Sugeriu e a direção aprovou que, a baixo custo, os funcionários usassem uniformes provisórios até a chegada dos definitivos. A decisão foi tomada em duas semanas.
Nas visitas aos restaurantes, quebrou outra regra. Dispensou formalidades e passou a tirar selfie com os atendentes para motivar as equipes.
Casado e pai de dois meninos, um de 13 e outro de 9 anos, Paulo afirma que os filhos comem os lanches da rede três vezes por semana, a mesma frequência que ele. E foi em uma dessas idas à lanchonete que ficou incomodado com a insistência da “batata acompanha?” repetida pela atendente de um drivethru.
Desceu do carro e orientou a caixa a parar de falar como um robô. O atendimento espontâneo virou a nova regra, assim como a mudança de cardápio com itens para todos os bolsos e reformas de lojas.

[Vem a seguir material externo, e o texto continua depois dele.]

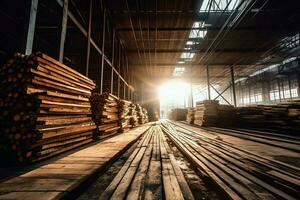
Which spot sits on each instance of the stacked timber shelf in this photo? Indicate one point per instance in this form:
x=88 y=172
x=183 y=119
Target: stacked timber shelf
x=124 y=118
x=44 y=108
x=178 y=114
x=284 y=116
x=206 y=113
x=190 y=116
x=133 y=119
x=105 y=113
x=142 y=114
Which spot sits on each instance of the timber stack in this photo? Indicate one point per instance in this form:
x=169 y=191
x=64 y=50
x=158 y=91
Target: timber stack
x=105 y=113
x=133 y=120
x=206 y=113
x=190 y=116
x=283 y=116
x=44 y=108
x=141 y=114
x=227 y=115
x=124 y=117
x=178 y=114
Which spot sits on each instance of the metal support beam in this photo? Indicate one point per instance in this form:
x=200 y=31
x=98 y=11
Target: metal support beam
x=103 y=48
x=233 y=85
x=31 y=27
x=89 y=39
x=220 y=94
x=63 y=33
x=113 y=63
x=119 y=66
x=208 y=82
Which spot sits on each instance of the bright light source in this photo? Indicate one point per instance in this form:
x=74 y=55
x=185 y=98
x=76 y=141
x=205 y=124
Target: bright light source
x=178 y=71
x=172 y=94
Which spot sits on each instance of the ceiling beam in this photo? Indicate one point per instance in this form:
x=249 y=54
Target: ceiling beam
x=225 y=50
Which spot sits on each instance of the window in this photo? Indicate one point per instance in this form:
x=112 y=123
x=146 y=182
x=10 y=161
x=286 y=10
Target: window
x=178 y=71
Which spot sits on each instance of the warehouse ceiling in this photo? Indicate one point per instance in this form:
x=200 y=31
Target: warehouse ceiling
x=162 y=35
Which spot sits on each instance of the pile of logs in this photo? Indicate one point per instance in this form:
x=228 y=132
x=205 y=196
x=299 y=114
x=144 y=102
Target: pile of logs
x=206 y=113
x=190 y=116
x=178 y=114
x=44 y=108
x=105 y=113
x=124 y=117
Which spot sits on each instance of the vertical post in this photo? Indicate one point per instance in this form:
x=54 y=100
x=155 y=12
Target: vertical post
x=31 y=27
x=208 y=82
x=278 y=84
x=113 y=63
x=89 y=39
x=119 y=66
x=103 y=46
x=233 y=85
x=289 y=80
x=64 y=24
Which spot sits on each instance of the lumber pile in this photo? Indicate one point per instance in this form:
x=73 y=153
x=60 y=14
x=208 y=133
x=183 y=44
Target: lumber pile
x=206 y=113
x=227 y=115
x=284 y=116
x=44 y=108
x=142 y=114
x=178 y=114
x=105 y=113
x=124 y=117
x=190 y=116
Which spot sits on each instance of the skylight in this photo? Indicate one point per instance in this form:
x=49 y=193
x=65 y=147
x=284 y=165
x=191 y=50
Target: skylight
x=178 y=71
x=218 y=5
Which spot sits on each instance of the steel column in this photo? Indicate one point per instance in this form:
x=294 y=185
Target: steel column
x=89 y=39
x=208 y=82
x=113 y=62
x=103 y=46
x=233 y=85
x=119 y=66
x=31 y=27
x=63 y=30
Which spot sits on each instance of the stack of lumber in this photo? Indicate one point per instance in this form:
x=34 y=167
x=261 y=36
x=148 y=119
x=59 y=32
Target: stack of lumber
x=142 y=114
x=44 y=108
x=285 y=116
x=133 y=119
x=206 y=113
x=226 y=115
x=105 y=113
x=178 y=114
x=190 y=116
x=145 y=116
x=124 y=117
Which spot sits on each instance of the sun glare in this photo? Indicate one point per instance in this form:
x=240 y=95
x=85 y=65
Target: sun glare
x=172 y=94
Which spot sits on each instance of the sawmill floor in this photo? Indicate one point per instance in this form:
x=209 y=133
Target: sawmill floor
x=63 y=177
x=171 y=160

Aos poucos, os resultados apareceram. O Ebitda, indicador de eficiência operacional, subiu 25% em 2017, quatro vezes mais que as vendas. A rotatividade de pessoal, um clássico da rede, caiu pela metade.
Camargo diz que a receita de uma chefia deve ser simples: cercar-se de pessoas com as habilidades que ele não tem e incentivar o melhor delas. Com informações da Folhapress.